Chianti Classico, Sangiovese, Castelnuovo Berardenga
We recently indulged ourselves with a trip into our past as experienced through several older vintages of Chianti Classico Riservas from Castell’in Villa, one of our first sources of superb Italian wine (and no longer part of our portfolio for a complex of reasons). Most specifically, we drank on separate occasions the 1988 and 1985 versions of Coralia Pignatelli’s formidable standard bearer. The drama of both of these wines, the profound depth, the regal bearing and the astonishing freshness that marked each vintage puts in stark relief the proposition that: Sangiovese, planted in its proper zone, is one of the most noble of grapes and, further, the hilly region immediately surrounding the village of Castelnuovo Berardenga in the southern tier of the Chianti Classico appellation is the region that showcases Sangiovese at its most compelling.
We are fortunate to have replaced Castell’in Villa in our portfolio with Giovanna Morganti’s “Podere Le Boncie”, far smaller in size but blessed, it would seem, with the same “terroir” as that of Castell’in Villa. Le Boncie’s vineyards are located in the hamlet of San Felice, just north of Castelnuovo Berardenga and minutes away from the vineyards of Castell’in Villa which sits within the limits of the hamlet of San Gusmé.
In both instances, the wines are produced virtually exclusively from the Sangiovese grape with perhaps a miniscule percentage of other local, autoctonous varieties. These are wines of structure with a significant tannic backbone that is cocooned within a muscular but truly elegant and athletic frame. Excuse me, please, for what might appear to be an excess of praise but the best of the wines from this pair of estates are equal to the finest red wines produced anywhere. The impeccable balance that marks these wines makes for a long horizon through which to view their evolution. At ten, twenty, even thirty years of age, I can assure you that these wines will provide a complete and satisfying experience. I have witnessed this phenonenon on multiple occasions with Castell’in Villa and I am certain that will prove to be the case with the wines of Podere Le Boncie. Here, in the humble appellation of Chianti Classico, one can find some of the greatest values in the world of wine.

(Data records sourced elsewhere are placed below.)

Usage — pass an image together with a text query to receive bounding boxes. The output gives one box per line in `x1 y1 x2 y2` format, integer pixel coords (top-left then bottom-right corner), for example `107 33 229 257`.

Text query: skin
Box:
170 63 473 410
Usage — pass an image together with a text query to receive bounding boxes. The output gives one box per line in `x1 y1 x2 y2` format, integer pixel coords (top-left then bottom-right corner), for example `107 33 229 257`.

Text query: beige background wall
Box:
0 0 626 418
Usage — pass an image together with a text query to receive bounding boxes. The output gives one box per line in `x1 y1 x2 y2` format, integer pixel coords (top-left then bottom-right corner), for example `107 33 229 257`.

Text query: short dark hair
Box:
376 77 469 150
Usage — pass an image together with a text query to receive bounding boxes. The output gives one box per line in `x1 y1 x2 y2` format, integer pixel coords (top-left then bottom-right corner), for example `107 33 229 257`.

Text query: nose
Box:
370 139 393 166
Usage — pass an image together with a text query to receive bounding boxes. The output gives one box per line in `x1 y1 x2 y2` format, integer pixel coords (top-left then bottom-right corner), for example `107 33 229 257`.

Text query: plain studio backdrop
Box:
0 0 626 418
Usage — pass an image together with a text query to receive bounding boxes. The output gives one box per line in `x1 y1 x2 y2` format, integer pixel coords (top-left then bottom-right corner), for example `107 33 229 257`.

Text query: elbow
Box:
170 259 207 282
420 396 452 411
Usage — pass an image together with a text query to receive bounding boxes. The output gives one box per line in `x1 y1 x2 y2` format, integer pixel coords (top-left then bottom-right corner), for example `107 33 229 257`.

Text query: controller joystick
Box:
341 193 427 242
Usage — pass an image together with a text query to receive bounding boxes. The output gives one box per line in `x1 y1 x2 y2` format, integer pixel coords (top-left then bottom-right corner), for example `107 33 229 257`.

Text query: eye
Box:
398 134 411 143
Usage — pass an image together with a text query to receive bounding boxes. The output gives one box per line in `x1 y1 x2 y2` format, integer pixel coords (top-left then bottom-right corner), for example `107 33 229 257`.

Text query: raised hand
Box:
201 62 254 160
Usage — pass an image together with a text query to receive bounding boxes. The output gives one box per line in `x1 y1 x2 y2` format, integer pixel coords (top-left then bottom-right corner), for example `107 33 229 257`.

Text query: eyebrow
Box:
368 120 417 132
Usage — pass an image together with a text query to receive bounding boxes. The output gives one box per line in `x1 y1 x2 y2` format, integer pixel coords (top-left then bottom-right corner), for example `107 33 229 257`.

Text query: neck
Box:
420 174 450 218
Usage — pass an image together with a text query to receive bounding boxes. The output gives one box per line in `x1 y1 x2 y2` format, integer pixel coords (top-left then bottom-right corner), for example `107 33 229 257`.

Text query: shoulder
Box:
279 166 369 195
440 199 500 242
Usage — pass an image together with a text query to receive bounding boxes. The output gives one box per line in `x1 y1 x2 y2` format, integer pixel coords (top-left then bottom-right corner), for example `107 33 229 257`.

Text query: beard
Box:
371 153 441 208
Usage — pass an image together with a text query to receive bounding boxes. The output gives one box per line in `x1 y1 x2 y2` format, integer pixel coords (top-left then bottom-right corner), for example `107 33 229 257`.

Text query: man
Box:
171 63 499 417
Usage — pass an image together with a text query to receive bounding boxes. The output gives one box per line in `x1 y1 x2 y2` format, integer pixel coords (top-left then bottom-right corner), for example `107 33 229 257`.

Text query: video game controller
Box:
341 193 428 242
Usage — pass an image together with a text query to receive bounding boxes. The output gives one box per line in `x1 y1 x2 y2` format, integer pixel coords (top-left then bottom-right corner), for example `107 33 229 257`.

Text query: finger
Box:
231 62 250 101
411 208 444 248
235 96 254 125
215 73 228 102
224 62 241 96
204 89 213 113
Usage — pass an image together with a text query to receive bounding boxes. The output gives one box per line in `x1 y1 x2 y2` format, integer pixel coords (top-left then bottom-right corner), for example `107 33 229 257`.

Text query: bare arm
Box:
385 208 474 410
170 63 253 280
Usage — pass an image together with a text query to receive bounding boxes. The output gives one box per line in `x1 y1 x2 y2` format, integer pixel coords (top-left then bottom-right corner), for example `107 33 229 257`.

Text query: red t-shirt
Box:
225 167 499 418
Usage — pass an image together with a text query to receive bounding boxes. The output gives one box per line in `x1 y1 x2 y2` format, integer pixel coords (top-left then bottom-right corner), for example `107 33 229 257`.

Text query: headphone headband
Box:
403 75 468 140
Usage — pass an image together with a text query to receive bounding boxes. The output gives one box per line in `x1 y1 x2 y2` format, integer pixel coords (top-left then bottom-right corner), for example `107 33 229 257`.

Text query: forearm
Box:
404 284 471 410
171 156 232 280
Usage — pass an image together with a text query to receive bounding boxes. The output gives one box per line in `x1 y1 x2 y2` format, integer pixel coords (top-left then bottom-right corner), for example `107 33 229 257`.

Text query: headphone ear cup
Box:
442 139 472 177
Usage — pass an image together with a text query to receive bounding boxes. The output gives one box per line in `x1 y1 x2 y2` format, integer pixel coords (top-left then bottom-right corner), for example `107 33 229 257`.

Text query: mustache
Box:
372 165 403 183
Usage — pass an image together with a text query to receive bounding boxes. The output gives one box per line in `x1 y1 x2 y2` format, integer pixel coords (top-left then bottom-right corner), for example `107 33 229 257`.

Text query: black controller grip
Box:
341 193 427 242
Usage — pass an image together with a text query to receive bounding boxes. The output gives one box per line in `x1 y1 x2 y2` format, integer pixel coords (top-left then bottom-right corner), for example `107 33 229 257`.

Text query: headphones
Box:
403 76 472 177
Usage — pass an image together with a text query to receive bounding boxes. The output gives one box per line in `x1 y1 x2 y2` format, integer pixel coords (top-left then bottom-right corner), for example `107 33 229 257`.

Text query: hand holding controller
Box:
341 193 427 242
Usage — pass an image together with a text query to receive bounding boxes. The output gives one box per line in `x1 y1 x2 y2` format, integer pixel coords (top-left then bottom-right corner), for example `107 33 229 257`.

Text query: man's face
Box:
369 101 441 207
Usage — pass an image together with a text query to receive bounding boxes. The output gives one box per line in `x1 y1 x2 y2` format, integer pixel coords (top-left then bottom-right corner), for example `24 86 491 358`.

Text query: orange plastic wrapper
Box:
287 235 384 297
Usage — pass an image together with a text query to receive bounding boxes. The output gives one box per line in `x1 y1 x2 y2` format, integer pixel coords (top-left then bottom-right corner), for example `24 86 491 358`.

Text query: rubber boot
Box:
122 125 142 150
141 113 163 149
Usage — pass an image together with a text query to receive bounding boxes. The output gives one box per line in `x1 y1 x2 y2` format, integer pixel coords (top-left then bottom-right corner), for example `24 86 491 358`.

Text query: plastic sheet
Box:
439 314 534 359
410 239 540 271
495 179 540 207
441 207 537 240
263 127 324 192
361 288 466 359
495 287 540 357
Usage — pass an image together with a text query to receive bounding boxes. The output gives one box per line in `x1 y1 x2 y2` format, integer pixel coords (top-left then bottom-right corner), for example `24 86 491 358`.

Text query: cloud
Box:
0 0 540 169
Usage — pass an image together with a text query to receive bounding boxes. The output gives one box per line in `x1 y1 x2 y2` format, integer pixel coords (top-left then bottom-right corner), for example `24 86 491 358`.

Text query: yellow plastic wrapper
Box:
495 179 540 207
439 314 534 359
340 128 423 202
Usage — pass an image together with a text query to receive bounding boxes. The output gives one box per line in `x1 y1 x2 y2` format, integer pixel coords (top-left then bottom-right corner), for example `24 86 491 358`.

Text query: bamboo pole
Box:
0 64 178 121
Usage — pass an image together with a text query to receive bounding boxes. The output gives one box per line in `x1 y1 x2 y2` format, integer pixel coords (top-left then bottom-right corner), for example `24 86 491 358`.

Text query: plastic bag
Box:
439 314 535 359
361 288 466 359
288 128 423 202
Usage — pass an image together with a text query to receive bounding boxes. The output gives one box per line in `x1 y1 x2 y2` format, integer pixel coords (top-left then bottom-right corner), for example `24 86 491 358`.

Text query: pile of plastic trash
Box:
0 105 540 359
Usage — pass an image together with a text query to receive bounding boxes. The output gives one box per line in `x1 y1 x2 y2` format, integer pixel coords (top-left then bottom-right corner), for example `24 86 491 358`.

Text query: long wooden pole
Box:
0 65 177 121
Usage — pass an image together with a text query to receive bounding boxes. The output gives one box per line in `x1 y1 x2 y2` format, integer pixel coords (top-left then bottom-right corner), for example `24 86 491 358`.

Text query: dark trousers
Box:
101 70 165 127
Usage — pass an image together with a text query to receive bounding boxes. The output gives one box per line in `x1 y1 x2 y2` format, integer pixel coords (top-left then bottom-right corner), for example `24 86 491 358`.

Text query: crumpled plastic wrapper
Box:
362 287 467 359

All of which brings up the question: why was it ever necessary to indulge in the nasty pursuit of the “super Tuscan” wine? Merlot, Syrah, Cabernet … none of these “invaders” was ever necessary to produce important wine in this district; in fact, the presence of these imposters destroys the essence of the “terroir” that is best expressed through the oh-so-noble Sangiovese. Fortunately, the folly of this path has become evident. Sangiovese, certainly when planted and cared for in the hills around Castelnuovo Berardenga, needs no help in rendering wine of the most compelling nature.